# Hawaiian collection of fish, update



## Crayon (Apr 13, 2014)

We may not see any fish from Hawaii for a very long time.

http://www.hawaiinewsnow.com/story/...old-as-court-seeks-environmental-impact-study


----------



## Wiser (Jun 8, 2017)

I was chatting with Red at Coral Reef last time I was in. 

Apparently some exporters still have their licenses so he was still able to import from his sources. 

I’d guess this probably subject to rapid change. 
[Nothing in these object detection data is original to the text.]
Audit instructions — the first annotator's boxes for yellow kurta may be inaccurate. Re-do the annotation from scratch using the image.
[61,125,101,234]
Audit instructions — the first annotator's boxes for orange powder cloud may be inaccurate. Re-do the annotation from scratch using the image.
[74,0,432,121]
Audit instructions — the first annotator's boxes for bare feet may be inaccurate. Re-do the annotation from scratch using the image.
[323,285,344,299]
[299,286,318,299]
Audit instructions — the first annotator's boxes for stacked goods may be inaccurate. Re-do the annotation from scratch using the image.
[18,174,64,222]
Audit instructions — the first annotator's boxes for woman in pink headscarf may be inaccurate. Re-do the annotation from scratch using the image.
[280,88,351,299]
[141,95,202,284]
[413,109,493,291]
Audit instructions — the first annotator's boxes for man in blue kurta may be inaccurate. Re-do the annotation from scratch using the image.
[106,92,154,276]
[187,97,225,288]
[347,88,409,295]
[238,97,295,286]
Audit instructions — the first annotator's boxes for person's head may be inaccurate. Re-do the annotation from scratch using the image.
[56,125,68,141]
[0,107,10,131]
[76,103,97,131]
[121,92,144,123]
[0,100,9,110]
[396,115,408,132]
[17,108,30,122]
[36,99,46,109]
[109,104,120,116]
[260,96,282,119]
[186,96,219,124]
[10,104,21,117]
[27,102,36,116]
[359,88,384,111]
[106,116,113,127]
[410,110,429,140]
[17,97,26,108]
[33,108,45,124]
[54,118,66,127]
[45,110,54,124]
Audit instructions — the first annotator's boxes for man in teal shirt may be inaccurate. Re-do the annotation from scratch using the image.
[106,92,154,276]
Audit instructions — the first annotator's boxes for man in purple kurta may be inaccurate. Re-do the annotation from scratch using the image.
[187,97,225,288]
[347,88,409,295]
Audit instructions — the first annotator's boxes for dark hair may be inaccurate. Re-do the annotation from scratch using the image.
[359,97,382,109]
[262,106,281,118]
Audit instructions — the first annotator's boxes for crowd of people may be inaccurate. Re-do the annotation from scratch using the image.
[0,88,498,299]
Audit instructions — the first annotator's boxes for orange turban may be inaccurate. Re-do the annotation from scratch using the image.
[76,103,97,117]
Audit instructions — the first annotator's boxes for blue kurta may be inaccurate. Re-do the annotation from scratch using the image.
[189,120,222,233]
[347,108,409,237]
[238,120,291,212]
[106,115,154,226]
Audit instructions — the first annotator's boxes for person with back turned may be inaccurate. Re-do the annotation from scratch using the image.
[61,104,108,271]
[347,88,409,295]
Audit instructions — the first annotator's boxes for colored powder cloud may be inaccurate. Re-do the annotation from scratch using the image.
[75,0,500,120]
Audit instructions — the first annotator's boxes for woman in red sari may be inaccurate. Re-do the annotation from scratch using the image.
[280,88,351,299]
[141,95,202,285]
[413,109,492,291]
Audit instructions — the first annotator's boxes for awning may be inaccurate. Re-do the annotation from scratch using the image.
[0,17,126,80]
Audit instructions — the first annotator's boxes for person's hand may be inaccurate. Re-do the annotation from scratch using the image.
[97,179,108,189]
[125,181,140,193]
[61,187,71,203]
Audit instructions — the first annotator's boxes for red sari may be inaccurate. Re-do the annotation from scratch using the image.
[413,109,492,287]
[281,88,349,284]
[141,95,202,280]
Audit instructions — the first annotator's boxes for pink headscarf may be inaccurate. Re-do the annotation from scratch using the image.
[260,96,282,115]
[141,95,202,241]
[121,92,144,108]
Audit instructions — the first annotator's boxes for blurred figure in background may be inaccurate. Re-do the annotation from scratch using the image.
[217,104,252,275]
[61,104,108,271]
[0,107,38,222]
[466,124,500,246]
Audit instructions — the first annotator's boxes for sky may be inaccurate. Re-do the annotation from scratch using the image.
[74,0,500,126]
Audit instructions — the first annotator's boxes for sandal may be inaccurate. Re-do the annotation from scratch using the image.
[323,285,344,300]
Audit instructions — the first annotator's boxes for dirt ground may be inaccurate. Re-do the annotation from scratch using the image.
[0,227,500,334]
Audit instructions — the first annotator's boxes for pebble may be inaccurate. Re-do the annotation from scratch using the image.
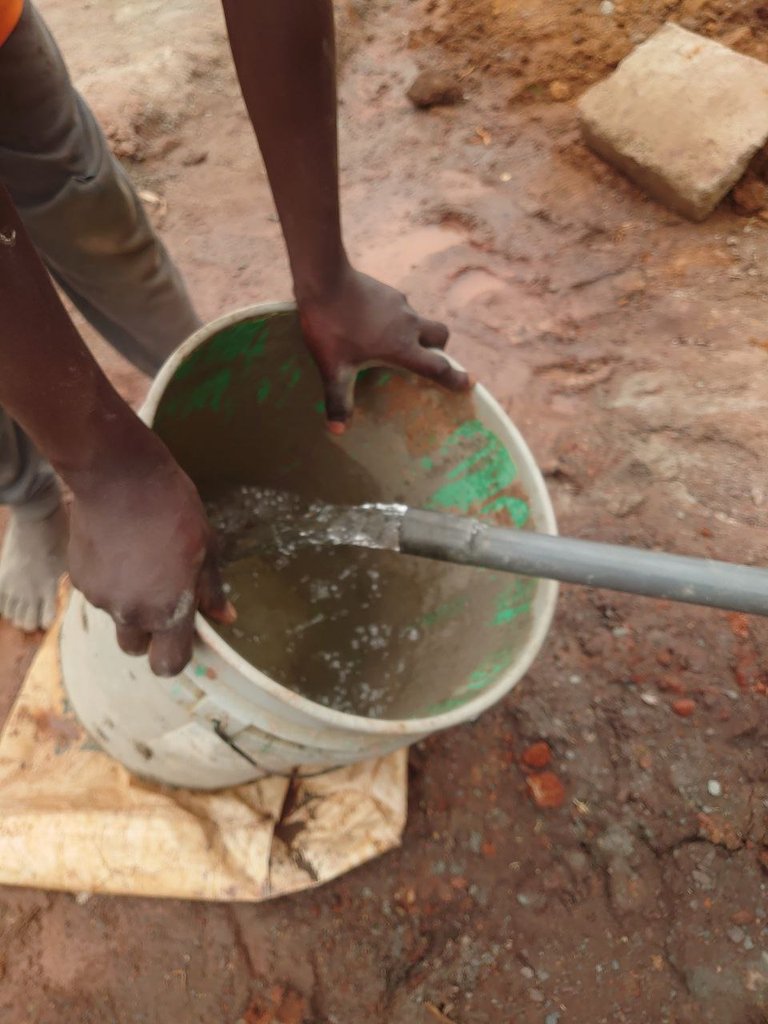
[549,82,571,103]
[408,71,464,109]
[672,697,696,718]
[525,771,565,808]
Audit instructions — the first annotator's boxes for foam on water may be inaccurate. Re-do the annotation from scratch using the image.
[208,486,421,718]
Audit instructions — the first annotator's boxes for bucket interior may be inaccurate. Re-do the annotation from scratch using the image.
[154,309,552,720]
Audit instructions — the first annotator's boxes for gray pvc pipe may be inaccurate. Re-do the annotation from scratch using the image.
[399,509,768,615]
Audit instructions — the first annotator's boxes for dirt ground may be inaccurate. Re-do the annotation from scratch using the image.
[0,0,768,1024]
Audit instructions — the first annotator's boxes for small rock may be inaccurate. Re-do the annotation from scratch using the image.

Sent from my iPhone using Tapatalk


----------



## Crayon (Apr 13, 2014)

Last month, the courts in Hawaii said that anyone who had a collection license could continue to collect until the license expired.
However, it appears last week the courts decided that all licenses were immediately cancelled on the spot.
Which means as of Friday, no more fish coming out of Hawaii. 
Or at least that is how I read the news report.
If it’s otherwise, would love to know.


----------



## Wiser (Jun 8, 2017)

That is insane for one of the most sustainable fisheries in the world. 

Hopefully the studies don’t get tied up in Red Tape and the science speaks for its self. 


Sent from my iPad using Tapatalk


----------



## mmatt (Feb 12, 2012)

I thought it was just yellow tangs. But that was a month or so ago I heard about it. 

Link doesn't work fyi


----------



## Crayon (Apr 13, 2014)

http://www.hawaiinewsnow.com/story/36706659/hawaiis-aquarium-fish-industry-put-on-hold-as-court-seeks-environmental-impact-study

Try this link.


----------



## Rookie2013 (Jan 17, 2013)

Lucky me I got my yellow tang from Ryan just this weekend.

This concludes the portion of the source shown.